Girls ~ Lena Dunham

/!\ Attention : cet article contient des spoilers relatifs à la cinquième saison /!\

Antipathy for the Devil

L’attachement aux personnages est l’un des piliers fondamentaux de toute série télévisée : il permet l’implication émotionnelle du spectateur dans le programme et surtout, sa fidélisation – c’est ce qui l’incitera à revenir de semaine en semaine pour découvrir le dernier épisode en date ou, pour les spécialistes du « binge-watching », dévorer la saison ou la série entière d’un seul trait. Les sitcoms misent beaucoup sur le capital sympathie de leurs personnages principaux, tandis que d’autres séries s’amusent à attacher le spectateur à des antihéros ambigus (tels que Dexter, Dr House ou le Walter White de Breaking Bad) ou encore à supprimer des protagonistes, pour créer la surprise, ou dans certains cas, la révolte (voir l’impitoyable Game of Thrones). Que se passe-t-il alors lorsque les personnages qui s’animent devant nos yeux ne suscitent ni intérêt, ni véritable sympathie et, par conséquent, aucun attachement particulier ? C’est le cas de Girls, pourtant de plus en plus en vogue auprès du public et jouissant d’une certaine reconnaissance critique, qui nous présente quatre jeunes filles new-yorkaises un peu paumées, beaucoup trop caricaturales, passionnément insupportables et narcissiques à la folie.

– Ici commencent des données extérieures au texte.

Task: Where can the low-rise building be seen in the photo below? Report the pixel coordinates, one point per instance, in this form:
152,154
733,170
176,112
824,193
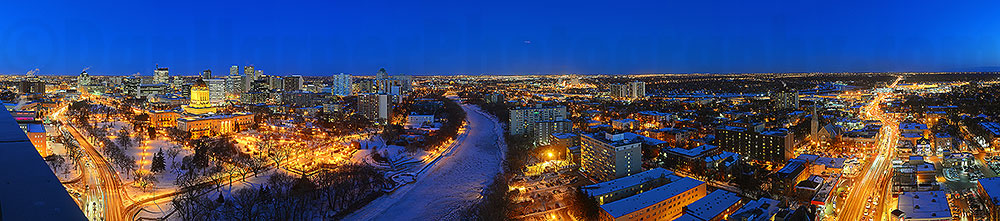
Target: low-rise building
715,206
164,118
762,209
661,203
614,190
606,156
36,133
417,120
215,125
989,189
928,205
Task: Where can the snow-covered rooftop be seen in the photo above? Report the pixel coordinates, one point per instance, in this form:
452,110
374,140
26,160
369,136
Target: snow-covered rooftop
757,210
924,205
992,187
29,191
629,181
712,205
633,203
694,152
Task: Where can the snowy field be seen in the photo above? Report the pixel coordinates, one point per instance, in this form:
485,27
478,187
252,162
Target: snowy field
452,184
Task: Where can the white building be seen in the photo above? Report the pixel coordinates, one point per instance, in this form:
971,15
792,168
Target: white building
376,107
161,76
607,156
341,85
523,120
216,91
631,90
417,120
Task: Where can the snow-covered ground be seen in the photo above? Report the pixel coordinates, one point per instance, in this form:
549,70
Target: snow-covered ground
452,184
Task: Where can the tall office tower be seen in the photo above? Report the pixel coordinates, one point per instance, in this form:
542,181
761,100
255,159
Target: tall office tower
175,83
31,86
248,71
376,107
245,82
381,81
631,90
234,84
785,99
774,146
216,91
130,85
83,80
275,82
293,83
341,85
160,75
405,83
200,101
364,86
524,120
606,156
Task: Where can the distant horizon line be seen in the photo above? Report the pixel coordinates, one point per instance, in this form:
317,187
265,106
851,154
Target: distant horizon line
550,74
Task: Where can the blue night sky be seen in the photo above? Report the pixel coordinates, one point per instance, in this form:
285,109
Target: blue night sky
498,37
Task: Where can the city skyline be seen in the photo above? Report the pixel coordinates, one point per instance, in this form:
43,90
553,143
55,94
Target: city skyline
442,38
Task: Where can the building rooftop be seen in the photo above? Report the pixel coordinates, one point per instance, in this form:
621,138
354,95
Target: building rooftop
912,126
924,205
626,182
687,217
633,203
780,132
36,128
619,139
992,127
694,152
564,135
757,210
792,168
992,187
712,204
30,191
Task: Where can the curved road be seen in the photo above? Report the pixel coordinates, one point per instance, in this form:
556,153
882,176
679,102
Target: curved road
452,184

Voici maintenant presque un mois que s’est achevée la cinquième saison de cette série, créée par la jeune et dynamique Lena Dunham, devenue en l’espace de quelques années la nouvelle coqueluche des féministes américaines et des sériephiles assidu(e)s. Si le programme et son instigatrice ont reçu une pluie d’éloges lors de leur éclosion en 2012, force est de constater que le phénomène a bien du mal à tenir la longueur. En effet, Girls s’est essoufflée au fil des saisons, tant au niveau de sa qualité que dans le cœur de son public, divisant ainsi les spectateurs en deux groupes bien distincts – les adorateurs inconditionnels et les curieux désappointés. Il faut dire que le style de la série, comme celui de sa créatrice, n’a rien de très réjouissant. Dans un New-York désabusé, nous faisons la connaissance d’Hannah (interprétée par Lena Dunham elle-même), Jessa, Marnie et Shoshanna, quatre jeunes filles dans le vent en quête d’identité et de réussite – amoureuse, mais surtout professionnelle. Les protagonistes sont plongées dans un hyperréalisme déroutant, qui détonne du glamour et des artifices généralement croisés à la télévision : les loyers y sont exorbitants, les jobs de rêve difficiles à atteindre et les relations, notamment amicales, s’avèrent plus froides que réellement cordiales. Aucune place n’est alors laissée à la détente, à la rêverie ou à la fantaisie, propres à transporter le spectateur.

Mais là où Lena Dunham voudrait dresser le portrait d’une jeunesse actuelle en mal de repères (ce qui fonctionne à peu de choses près dans la première saison), le reflet cruel de la réalité et son ironie flirtent rapidement avec la caricature poussive. Car oui, Lena Dunham va trop loin : dans la façon qu’elle a de poser un regard méprisant sur ses personnages, et surtout dans sa conception du corps féminin et de la transgression des conventions. D’abord, la créatrice de Girls a doté ses protagonistes, âgées d’une vingtaine d’années, de caractéristiques bien particulières. Hannah est une égocentrique née : elle considère que la vie des autres ne doit tourner qu’autour de sa petite personne et s’offusque dès que la conversation se détourne de ses problèmes personnels. Jessa ne fait rien dans la demi-mesure : les excès (drogue, alcool, sexe…) sont de mise dans la vie de la jeune femme, qui, d’abord exhubérante, s’adoucira au fil des saisons. Marnie, elle, est l’archétype même de la princesse irréfléchie qui veut tout, tout de suite : pour elle, la célébrité et le mariage – de préférence avec un idiot de première malhonnête et manipulateur – semblent être les deux meilleures solutions pour commencer sa vie d’adulte. De son côté, Shoshanna rencontre des problèmes pour s’affirmer dans ses relations amoureuses et affiche un certain manque de confiance en elle, mais se montre tout de même bien volubile et excentrique dans ses manières et son apparence physique.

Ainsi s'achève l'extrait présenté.